Gustav Eberlein hat mit dem Standbild ein hervorragendes Porträt des Komponisten geschaffen. Ein Relief vorn auf dem Sockel ist mit Putten geschmückt, die an einige Lortzing-Opern erinnern. So trägt einer dieser dicklichen Knaben eine riesige Allongeperücke und spielt damit auf Lortzings wohl populärstes Werk "Zar und Zimmermann" an. Andere Putten halten Noten, ein Schlüsselbund, einen Hammer und ein Weinglas in den Händen. Dass es sich um ein Komponistendenkmal handelt, demonstrieren die Embleme unterhalb der Inschrift "Lortzing". Links und rechts eines Blattgehänges hat der Bildhauer zudem noch einige Musikinstrumente angebracht.

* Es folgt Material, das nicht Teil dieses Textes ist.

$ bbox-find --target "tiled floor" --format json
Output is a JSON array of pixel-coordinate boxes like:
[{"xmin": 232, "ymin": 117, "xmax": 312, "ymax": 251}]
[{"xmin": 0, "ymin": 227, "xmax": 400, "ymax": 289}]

Wer das Denkmal betrachtet, meint, einen erfolgreichen und glücklichen Künstler vor sich zu haben. Doch das täuscht, denn Lortzings nicht sehr langes Leben war von manchen Höhen und noch mehr Tiefen geprägt. Das Komponieren hatte der Sohn eines Lederhändlers als Autodidakt erlernt. Seinen Lebensunterhalt verdiente er mehr schlecht als recht als Schauspieler in Detmold, wo er auch seine ersten Singspiele und Opern auf die Bühne brachte, und in anderen Städten. In Leipzig reüssierte er als Kapellmeister und hatte einigen Erfolg mit sieben "komischen" Opern, darunter "Zar und Zimmermann" und "Der Wildschütz".

Unerwünschte Improvisationen

Da Lortzing zum Improvisieren neigte und gelegentlich von seinen durch die Zensur genehmigten Rollentexten abwich, geriet er in den Blick der in Theatern sitzenden amtlichen Aufpasser, die auf Zucht und Ordnung zu achten und gegen politisch inkorrekten Spott einschreiten mussten. Mit "Zar und Zimmermann", die auch Dummheit und Borniertheit bei den Obrigkeiten der Barockzeit aufs Korn nimmt und ein Loblied auf den jungen Peter Romanow singt, seines Zeichens Kaiser aller Reußen, war Lortzing folgreich. Bei der Uraufführung der komischen Oper am 22. Dezember 1837 in Leipzig sang Lortzing den wissbegierigen, durch Europa inkognito reisenden Peter Iwanow. Allerdings brachte die Oper erst 1839 in Berlin seinem Schöpfer einen umjubelten Erfolg.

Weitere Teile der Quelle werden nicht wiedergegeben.